I ran away, but my brother caught up with me, spear in hand, and said, ‘By God, if you do not return I will kill you!’ So I returned and remained for a short time. Then I strengthened my resolve to flee by night. I slipped away at night and took another road [from that which I had originally followed]. My brother [again] caught up with me after sunrise. He drew his sword against me and said, ‘By God, I will kill you and be rid of you!’ Then he raised his sword over me in order to strike me. I parried him with a piece of wood that was in my hand and his sword broke and flew into pieces. When he saw [what had happened] he said to me, ‘Oh my brother, go wherever you wish’.
Upon leaving the region of Seville, the young Abu Madyan traveled south for three or four days, until he reached a hillock near the sea, upon which he found a tent. An old man (shaykh), wearing nothing except what was necessary to cover his nakedness, emerged from the tent and walked toward him. Thinking that the younger man was a captive who had fled from a Christian raiding parry, he asked Abu Madyan about his situation. When told of the young man’s desire to learn the fundamentals of Islam, the shaykh allowed him to remain in his company for a few days.
Then he took a rope, tied a nail to its end, threw it into the sea, and pulled out a fish, which he cooked so that I could eat it. I stayed with him for three days, and whenever I was hungry he would throw that rope and nail into the sea and pull out a fish. Then he would cook it and I would eat it. After [three days had passed] he said to me, ‘I see that you covet honor (amr).Return to the city, for God is not [properly] worshipped except with knowledge.’
Heeding his ascetic companion’s advice, Abu Madyan returned to Seville, from whence he proceeded to Jerez (Sharish) and Algeciras (al-Jazira al-Khadra’). From Algeciras he crossed the Straits of Gibraltar to Tangier (Tanja) and went from there to Ceuta (Sabta), where he labored for a time in the employ of local fishermen. Impatient to gain the knowledge he so earnestly desired, with the little money he had earned Abu Madyan next traveled to Marrakesh (Marrakush), then the rapidly growing capital of the Almoravid state.
Upon arriving in Marrakesh, Abu Madyan was recruited by these mercenaries and drafted into the regiment of Andalusians that was charged with defending the Almoravid capital. The shaykh apparently suffered further exploitation during the period of his military service, for he mentions that other, more experienced soldiers would regularly steal his wages, leaving him only a little with which to provide for his needs. Finally, someone said to him, ‘If you want to devote yourself to religion, go to the city of Fez (Fas).’

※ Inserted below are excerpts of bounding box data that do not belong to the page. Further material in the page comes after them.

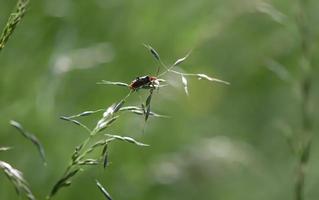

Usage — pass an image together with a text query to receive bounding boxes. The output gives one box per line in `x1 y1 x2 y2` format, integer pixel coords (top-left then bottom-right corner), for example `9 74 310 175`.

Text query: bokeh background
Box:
0 0 319 200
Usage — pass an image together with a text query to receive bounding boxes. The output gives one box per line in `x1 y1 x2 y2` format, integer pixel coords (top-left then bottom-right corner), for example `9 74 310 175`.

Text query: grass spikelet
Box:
95 180 112 200
0 0 29 52
0 160 35 200
105 134 150 147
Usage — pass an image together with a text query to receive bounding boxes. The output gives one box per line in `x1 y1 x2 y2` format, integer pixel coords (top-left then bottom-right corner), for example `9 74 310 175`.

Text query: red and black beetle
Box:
129 76 157 90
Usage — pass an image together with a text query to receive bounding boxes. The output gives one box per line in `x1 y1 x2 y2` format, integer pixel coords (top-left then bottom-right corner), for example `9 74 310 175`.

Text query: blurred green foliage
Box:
0 0 319 200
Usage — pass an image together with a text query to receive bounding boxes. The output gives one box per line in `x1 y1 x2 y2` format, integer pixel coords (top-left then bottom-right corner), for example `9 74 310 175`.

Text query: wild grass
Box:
295 0 313 200
0 147 35 200
47 45 229 199
0 0 29 51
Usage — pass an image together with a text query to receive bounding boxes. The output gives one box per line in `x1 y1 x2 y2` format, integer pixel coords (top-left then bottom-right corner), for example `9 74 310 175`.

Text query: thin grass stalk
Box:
294 0 313 200
0 0 29 52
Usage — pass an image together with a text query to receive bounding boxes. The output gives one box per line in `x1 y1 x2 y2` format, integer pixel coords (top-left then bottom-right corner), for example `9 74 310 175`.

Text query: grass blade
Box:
0 0 29 52
60 116 91 133
0 147 12 151
145 89 153 122
182 75 189 96
0 160 35 200
48 169 80 199
105 134 149 147
95 180 112 200
10 120 46 164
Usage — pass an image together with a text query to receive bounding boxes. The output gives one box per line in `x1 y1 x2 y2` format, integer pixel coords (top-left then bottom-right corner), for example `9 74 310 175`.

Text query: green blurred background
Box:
0 0 319 200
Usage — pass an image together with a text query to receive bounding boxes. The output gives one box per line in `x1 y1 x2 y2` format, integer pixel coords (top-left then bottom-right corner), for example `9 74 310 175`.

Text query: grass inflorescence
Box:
0 0 29 51
48 45 229 199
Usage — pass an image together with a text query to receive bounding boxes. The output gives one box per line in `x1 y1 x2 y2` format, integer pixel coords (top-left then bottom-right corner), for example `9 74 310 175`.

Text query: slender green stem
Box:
295 0 312 200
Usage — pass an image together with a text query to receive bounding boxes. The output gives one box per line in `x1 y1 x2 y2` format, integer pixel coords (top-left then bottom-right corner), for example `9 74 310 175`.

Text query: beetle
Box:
129 75 158 90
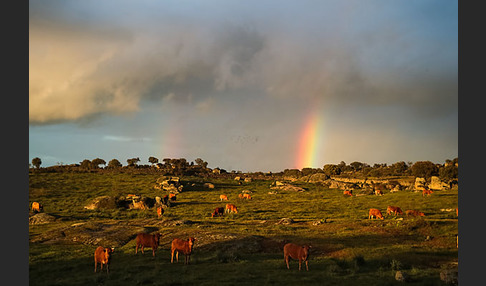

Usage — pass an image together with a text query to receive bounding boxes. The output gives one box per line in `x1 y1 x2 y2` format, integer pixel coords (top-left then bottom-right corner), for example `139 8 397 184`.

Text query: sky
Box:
29 0 458 172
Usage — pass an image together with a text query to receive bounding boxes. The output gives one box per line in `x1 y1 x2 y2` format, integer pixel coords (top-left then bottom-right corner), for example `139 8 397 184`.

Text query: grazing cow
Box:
405 210 425 216
169 193 177 201
368 209 384 219
162 195 169 205
132 201 148 210
284 243 310 271
211 207 224 217
157 206 164 218
32 202 44 213
343 191 353 196
219 195 228 201
170 237 196 264
386 206 403 215
422 189 433 197
243 194 251 200
135 233 161 256
224 204 238 213
95 246 115 273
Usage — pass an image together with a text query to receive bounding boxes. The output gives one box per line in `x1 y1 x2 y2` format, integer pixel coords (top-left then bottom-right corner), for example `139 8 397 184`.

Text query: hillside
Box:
29 172 458 285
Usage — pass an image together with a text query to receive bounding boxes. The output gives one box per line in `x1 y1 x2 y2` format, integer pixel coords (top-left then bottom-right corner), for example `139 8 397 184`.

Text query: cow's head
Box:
187 237 196 249
154 233 162 245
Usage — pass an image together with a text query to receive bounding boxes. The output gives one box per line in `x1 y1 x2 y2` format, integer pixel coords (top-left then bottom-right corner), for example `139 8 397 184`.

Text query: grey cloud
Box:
29 1 457 124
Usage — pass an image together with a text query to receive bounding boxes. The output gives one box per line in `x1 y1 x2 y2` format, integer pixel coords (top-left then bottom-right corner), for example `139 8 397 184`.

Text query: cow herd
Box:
32 181 458 273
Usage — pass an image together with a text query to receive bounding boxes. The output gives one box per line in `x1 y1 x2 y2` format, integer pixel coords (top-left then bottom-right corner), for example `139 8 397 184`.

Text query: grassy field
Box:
26 172 458 285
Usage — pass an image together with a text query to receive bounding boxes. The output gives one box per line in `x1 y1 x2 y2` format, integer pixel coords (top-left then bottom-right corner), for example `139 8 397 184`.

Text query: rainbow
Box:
295 108 323 169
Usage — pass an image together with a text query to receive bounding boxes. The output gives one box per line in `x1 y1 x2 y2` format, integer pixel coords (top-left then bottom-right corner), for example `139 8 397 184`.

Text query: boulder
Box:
414 177 426 191
440 269 458 285
84 196 117 210
276 217 294 224
429 176 449 191
29 213 56 224
395 270 410 282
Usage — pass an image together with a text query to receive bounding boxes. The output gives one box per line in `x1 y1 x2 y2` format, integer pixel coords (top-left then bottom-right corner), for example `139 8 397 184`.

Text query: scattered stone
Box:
276 218 295 224
29 213 56 224
440 269 458 285
395 270 410 282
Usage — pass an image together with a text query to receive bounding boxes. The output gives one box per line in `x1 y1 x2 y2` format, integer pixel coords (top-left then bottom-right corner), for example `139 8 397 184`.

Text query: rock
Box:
29 213 56 224
84 196 117 210
440 269 458 285
429 176 449 191
414 177 426 191
276 218 294 224
395 270 410 282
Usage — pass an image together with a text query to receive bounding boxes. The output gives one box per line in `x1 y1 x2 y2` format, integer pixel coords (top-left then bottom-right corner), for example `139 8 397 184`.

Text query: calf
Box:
157 206 164 218
243 194 251 200
386 206 403 215
211 207 224 217
224 204 238 213
219 195 228 201
95 246 115 273
284 243 310 271
405 210 425 216
422 189 433 197
135 233 161 256
368 209 384 219
32 202 44 213
169 193 177 201
170 237 196 264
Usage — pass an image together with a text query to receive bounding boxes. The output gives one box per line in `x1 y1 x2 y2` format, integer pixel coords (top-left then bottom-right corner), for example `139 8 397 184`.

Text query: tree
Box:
322 164 346 176
411 161 439 179
79 159 94 170
91 158 106 168
391 161 408 176
127 157 140 166
149 157 159 165
194 158 208 168
349 162 364 172
108 159 122 169
32 157 42 169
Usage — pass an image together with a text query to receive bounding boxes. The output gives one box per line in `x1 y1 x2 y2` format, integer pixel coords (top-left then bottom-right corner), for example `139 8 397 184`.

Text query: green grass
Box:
29 173 458 285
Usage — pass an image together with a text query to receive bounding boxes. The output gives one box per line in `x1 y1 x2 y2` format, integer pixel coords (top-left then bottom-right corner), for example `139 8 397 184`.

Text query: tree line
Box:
29 156 459 182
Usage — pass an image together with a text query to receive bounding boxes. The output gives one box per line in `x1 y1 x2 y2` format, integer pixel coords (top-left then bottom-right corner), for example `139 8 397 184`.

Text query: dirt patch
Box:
30 221 158 247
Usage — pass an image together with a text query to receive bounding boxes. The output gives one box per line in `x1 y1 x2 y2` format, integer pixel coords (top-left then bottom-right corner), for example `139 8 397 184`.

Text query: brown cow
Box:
135 233 161 256
284 243 310 271
422 189 433 197
343 191 353 196
211 207 224 217
219 195 228 201
405 210 425 216
32 202 44 213
368 209 384 219
224 204 238 213
157 206 164 218
169 193 177 201
386 206 403 215
95 246 115 273
170 237 196 264
243 194 251 200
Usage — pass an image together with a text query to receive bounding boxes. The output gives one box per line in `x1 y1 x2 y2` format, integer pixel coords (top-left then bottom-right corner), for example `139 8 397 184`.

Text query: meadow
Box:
26 172 458 285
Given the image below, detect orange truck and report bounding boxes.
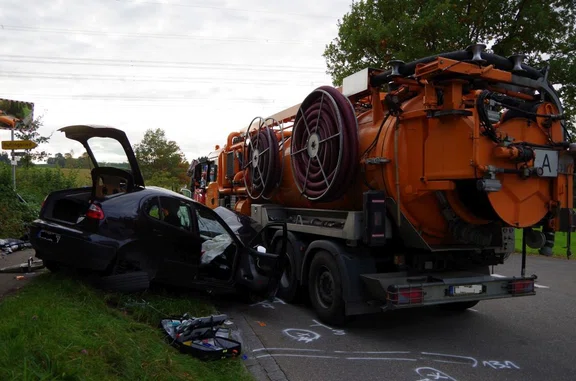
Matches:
[188,45,576,324]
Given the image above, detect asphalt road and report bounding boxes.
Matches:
[224,255,576,381]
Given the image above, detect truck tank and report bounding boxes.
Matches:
[211,45,576,249]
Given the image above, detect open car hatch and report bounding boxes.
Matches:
[58,125,144,186]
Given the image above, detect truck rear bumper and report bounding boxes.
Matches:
[362,273,537,310]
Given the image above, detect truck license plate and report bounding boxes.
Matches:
[450,284,483,295]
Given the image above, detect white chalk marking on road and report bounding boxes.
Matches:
[420,352,478,368]
[256,353,340,359]
[282,328,320,343]
[415,367,456,381]
[534,283,550,288]
[346,357,418,361]
[252,348,324,352]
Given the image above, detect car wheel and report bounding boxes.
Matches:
[438,300,479,312]
[98,271,150,293]
[308,251,348,325]
[277,242,301,303]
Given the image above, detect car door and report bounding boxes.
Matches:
[194,203,287,296]
[144,195,201,286]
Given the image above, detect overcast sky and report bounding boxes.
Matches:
[0,0,352,160]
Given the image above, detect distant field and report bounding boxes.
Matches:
[516,229,576,259]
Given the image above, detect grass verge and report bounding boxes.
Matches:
[0,273,252,381]
[514,229,576,259]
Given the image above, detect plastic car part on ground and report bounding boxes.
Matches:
[200,234,232,265]
[160,314,241,360]
[0,257,44,273]
[0,238,32,254]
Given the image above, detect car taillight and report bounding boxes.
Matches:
[508,279,534,295]
[86,204,104,220]
[387,287,424,304]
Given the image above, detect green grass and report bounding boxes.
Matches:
[515,229,576,258]
[60,168,92,187]
[0,273,252,381]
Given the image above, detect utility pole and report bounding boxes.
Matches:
[11,127,18,192]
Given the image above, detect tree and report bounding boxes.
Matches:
[323,0,576,135]
[134,128,188,187]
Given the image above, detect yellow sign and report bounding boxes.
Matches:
[2,140,38,149]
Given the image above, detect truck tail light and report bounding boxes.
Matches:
[508,279,534,295]
[387,287,424,305]
[86,204,104,220]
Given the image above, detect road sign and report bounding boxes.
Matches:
[2,140,38,150]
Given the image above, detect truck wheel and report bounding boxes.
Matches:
[438,300,480,311]
[277,242,300,303]
[308,251,347,325]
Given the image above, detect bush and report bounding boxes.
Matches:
[0,163,78,238]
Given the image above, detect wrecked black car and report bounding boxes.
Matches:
[30,125,287,297]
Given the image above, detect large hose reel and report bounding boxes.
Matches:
[290,86,358,202]
[243,117,284,200]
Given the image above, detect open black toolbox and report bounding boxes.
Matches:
[160,315,242,361]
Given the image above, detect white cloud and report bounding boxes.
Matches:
[0,0,351,160]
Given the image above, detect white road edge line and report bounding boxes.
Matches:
[252,348,323,352]
[346,357,418,361]
[256,353,340,359]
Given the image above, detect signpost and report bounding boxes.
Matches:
[2,140,38,150]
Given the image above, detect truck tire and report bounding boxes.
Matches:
[438,300,480,312]
[277,242,300,303]
[308,250,348,325]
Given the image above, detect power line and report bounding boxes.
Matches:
[0,71,322,86]
[109,0,341,19]
[0,93,276,104]
[0,24,324,45]
[0,54,323,73]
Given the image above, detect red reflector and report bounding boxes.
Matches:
[86,204,104,220]
[388,288,424,304]
[508,279,534,294]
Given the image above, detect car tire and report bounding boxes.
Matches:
[438,300,480,312]
[308,251,349,325]
[98,271,150,293]
[42,260,62,273]
[276,242,301,303]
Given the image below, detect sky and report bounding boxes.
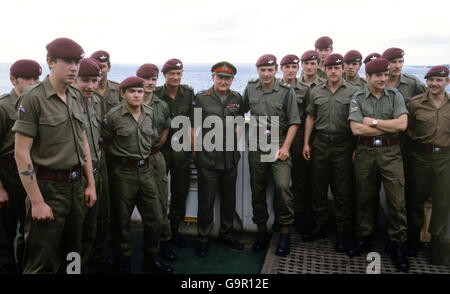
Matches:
[0,0,450,65]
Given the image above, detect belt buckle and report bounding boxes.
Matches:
[432,147,441,153]
[373,139,383,147]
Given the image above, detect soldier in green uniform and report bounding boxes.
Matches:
[280,54,311,236]
[102,77,172,273]
[344,50,367,89]
[73,58,102,273]
[347,58,409,271]
[90,50,122,273]
[300,50,327,89]
[242,54,300,256]
[191,61,244,257]
[13,38,96,273]
[136,63,177,261]
[314,36,333,79]
[0,59,42,273]
[303,53,358,252]
[406,66,450,264]
[154,59,195,248]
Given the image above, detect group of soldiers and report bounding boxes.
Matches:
[0,36,450,273]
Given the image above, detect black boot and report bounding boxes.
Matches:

So I turned toward [Fez] and attached myself to its mosque-university (the famous Jami’ al-Qarawiyyin), where I learned to make the ablution and the prayer and sat in the study circles of legists and hadith specialists. I retained nothing of their words, however, until I sat at the feet of a shaykh whose words were retained firmly within my heart. I asked whom he was and was told, ‘Abu’l-Hasan [Ali] ibn Hirzihim’. [I went to this shaykh] and told him that I could memorize only what I had learned from him alone and he said to me, ‘These [others] speak with parts of their tongues, but their words are not worthy [even] to call the prayer. Since I seek [only] God with my words, they come from the heart and enter the heart.’